I suspect that this is may be true for all mechanical pots.
The advantage of a mechanical pot is that it is non-volatile (poor joke, I know), but really, its setting does not change with power cycling. Setup may be intricate, but anyone intuitively knows how to adjust it. On the other hand, mechanized adjustment as part of a calibration process can be expensive and difficult.
The electronic (or digital) pot is not direct replacement for the mechanical pot. There are times that one can substitute, but there are times that it just won’t work. The electronic pots are electronic devices- they need a power supply and the signal/voltage that you are conditioning must fit within the power supply restrictions (although there may be some that allow signal operation beyond the supplies). Obviously the maximum power dissipation is much lower than the mechanical parts. Also the operating temperature range is much reduced compared to their mechanical brethren. Beware the gotcha on the wiper current. Often it must be limited to a very low value as per the specifications — forewarned is forearmed! On the plus side, the resolution is fixed and any setting is repeatable and even more importantly it allows for automation during calibration, although there will almost certainly have to be additional firmware to achieve this.
Being monolithic it means that you can have multiple pots on the same chip (although there is a possibility of interaction or even breakdown between them) and you can have additional circuitry to provide boosted functionality.
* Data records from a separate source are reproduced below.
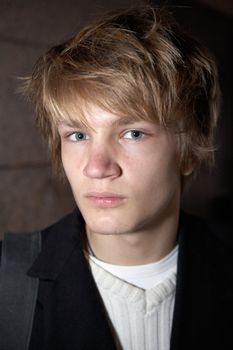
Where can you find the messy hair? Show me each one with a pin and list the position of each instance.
(136, 62)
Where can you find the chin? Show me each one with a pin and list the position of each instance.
(105, 226)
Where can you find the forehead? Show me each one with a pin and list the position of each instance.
(91, 115)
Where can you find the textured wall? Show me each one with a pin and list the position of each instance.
(30, 197)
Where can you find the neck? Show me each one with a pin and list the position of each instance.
(143, 247)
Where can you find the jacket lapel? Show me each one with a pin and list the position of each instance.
(73, 313)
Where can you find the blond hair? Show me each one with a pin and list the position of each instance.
(136, 62)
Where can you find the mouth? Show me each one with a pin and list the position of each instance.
(105, 199)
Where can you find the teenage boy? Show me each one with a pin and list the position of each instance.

The addition of an EEPROM allows the pot to be non-volatile and drivers allow for different interface protocols. Application of electronic pots can be extended well beyond the trimming capability of mechanical pots and start overlapping Digital-to-Analog Converter territory, depending on the designer’s imagination.
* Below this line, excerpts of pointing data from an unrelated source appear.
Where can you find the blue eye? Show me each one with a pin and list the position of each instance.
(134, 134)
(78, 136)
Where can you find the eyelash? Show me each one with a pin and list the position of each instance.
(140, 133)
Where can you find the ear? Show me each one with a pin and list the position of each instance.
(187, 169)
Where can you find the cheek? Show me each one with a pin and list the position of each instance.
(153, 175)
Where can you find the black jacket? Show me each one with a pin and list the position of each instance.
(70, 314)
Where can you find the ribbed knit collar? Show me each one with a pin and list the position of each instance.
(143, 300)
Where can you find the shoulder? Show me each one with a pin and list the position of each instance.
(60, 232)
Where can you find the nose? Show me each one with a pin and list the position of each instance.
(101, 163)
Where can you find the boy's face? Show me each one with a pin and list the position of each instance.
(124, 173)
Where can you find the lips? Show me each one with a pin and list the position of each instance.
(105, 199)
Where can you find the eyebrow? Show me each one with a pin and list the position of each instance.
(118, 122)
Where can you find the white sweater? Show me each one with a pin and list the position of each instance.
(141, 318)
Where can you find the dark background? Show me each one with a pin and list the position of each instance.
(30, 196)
The wide selection also precludes me from trying to provide some kind of generic table to cover all eventualities, but as a guide here is a list of some manufacturers of electronic pots: Maxim electronic pots, Intersil electronic pots, Analog Devices electronic pots, Microchip electronic pots, On Semiconductor electronic pots, and Texas Instruments electronic pots.
Digital pots are made up of a series of resistors with analog switches that allow a particular tap setting to be selected. This allows a potentiometer configuration, but is restrictive since the current must flow through the resistor string and the wiper current (as mentioned above) is constrained by the limitations of the analog switch. I should mention that there is a way to make a true rheostat using a MOSFET with the gate being adjusted to regulate the on-resistance of the device. A more detailed discussion is beyond my self-imposed scope of this blog. However as far as I can tell, Advanced Linear Devices has extended this idea to a concept called EPAD (Electrically Programmable Analog Devices) and it claims it can be used as a trimmer substitute. You can find the data here and AN1108 covers the applications.
There are thousands of different potentiometers out there, but I know of one case where our subcontractor actually made their own high wattage potentiometer. You can see a description in my blog PCB Test Jigs & My China Connection. I hope you never have to resort to the same approach.
For a bit more information on the mechanical/digital pot comparison, see “Understanding and Applying Digital Potentiometers” from Analog Devices. Do you use pots? Have you ever replaced a mechanical pot with an electronic one?